Di hari pertunangan yang spesial dan menjadi awal tanda bahwa hubungan serius baru saja dimulai, ternyata menyisakan kesan kurang nyaman bagi keluarga Adi. Ada beberapa pertanyaan dari pihak keluarga Ani yang membuat mereka tersinggung.
Kerja apa?
Pertanyaan ini ditujukan pada Adi, Ibu dan Ayahnya. Pertanyaan semacam ini sebenarnya tak ada yang salah. Tapi bagi sebagian orang memang terkesan ingin melihat ‘level’ keluarga bersangkutan.
Berhubung Adi dari desa dan Ani dari kota, maka ada gap cukup jauh terkait etika, kebiasaan dan lain sebagainya.
“Masa yang ditanya kerja apa?” Kata Ayahnya Adi dengan ekpresi heran dan mengernyitkan alis tanda ga suka.
“Mungkin mereka ingin mengenal calon keluarga barunya”
“Ah mana bisa kayak gitu”Saya kemudian menenangkan beliau agar tidak salah faham.
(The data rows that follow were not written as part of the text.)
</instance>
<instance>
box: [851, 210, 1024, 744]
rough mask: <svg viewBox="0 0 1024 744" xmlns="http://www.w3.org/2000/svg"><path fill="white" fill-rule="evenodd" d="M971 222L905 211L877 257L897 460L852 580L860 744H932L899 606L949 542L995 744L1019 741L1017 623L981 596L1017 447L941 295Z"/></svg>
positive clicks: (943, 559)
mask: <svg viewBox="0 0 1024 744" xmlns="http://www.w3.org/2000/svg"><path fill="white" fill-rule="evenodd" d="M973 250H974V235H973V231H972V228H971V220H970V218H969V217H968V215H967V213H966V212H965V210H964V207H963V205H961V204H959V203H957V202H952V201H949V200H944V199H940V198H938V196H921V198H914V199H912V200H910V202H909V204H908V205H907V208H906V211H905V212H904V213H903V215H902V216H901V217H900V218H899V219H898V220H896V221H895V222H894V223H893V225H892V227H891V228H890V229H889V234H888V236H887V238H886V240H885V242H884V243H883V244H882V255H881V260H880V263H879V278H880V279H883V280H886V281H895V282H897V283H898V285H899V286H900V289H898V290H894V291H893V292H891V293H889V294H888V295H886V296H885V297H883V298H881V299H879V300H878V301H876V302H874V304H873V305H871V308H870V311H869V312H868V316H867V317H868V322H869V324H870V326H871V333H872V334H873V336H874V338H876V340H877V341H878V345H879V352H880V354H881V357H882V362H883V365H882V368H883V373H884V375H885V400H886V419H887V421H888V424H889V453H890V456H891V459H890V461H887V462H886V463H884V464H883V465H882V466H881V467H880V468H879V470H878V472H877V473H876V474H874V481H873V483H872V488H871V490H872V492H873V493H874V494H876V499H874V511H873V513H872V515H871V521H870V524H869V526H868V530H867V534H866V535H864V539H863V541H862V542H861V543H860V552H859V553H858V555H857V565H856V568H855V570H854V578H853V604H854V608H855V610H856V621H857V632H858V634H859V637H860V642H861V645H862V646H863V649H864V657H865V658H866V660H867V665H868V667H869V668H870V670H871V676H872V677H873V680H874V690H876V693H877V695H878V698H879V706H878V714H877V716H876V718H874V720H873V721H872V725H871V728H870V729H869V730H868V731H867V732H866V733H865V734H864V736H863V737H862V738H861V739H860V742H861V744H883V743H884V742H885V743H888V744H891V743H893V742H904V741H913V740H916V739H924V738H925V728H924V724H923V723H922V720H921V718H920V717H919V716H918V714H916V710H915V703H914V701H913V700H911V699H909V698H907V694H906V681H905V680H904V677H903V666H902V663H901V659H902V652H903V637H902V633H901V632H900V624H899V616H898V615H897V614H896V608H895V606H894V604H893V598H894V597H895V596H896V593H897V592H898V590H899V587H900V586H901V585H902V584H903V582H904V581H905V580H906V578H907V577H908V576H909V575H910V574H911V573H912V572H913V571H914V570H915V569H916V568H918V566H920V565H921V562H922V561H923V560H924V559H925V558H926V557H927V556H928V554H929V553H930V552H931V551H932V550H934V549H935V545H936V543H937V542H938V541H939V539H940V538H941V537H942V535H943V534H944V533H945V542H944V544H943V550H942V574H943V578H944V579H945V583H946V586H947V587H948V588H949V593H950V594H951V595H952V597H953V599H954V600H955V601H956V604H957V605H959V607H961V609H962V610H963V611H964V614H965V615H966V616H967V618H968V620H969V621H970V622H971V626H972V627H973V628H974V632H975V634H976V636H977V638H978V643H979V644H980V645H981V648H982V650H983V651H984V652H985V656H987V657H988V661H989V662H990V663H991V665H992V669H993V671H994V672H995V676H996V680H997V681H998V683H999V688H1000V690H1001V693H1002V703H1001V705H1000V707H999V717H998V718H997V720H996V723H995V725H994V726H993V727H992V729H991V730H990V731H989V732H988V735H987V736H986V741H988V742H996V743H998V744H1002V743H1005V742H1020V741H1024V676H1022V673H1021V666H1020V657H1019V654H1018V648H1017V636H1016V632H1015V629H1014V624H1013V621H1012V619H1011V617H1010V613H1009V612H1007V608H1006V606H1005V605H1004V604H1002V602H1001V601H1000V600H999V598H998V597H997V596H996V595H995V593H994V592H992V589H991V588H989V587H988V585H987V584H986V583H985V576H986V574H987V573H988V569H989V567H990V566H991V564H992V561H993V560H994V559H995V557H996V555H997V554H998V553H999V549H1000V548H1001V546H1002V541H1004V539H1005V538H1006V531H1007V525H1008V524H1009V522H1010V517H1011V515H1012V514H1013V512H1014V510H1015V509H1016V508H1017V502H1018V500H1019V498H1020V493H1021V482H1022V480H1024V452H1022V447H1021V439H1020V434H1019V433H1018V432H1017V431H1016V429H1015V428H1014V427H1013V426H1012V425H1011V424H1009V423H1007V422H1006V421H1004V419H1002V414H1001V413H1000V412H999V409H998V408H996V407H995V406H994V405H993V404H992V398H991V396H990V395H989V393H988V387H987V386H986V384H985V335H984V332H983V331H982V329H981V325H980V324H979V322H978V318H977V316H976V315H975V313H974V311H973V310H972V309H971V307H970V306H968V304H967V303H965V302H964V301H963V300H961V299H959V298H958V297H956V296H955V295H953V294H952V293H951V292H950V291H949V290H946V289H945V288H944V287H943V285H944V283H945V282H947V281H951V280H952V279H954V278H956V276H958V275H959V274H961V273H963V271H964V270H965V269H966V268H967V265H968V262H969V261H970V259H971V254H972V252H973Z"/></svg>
Pertanyaan semacam itu lumrah bagi mereka orang ‘kota’. Saya berprasangka baik kalau mereka tidak berniat melecehkan. Hanya karena ketulusan hati memang ingin tau, mungkin mengenal lebih dari yang orang lain tau.
Saya sering mengalami hal serupa, pengalaman kurang menyenangkan jika dinilai dari sudut pandang etika yang berlaku di pedesaan. Saling menghormati, santun, dan tentu sedikit sensitif.
1. Baru beberapa detik sampai di rumah teman perempuan, pertanyaan pertama dari ibunya adalah “ke sini naik apa?” Dan dengan santainya saya jawab “ojek”. Setelah itu ibunya masuk dan ga keluar lagi. Bahkan ketika saya mau pamitan pun beliau tetep sibuk katanya.
Masa iya pertama kali yang ditanyain naik apa? Harusnya ya silahkan masuk, ngobrol bentar basa-basi. Oh nggak, ini kota. Dan saya memilih ga tersinggung serta berprasangka baik.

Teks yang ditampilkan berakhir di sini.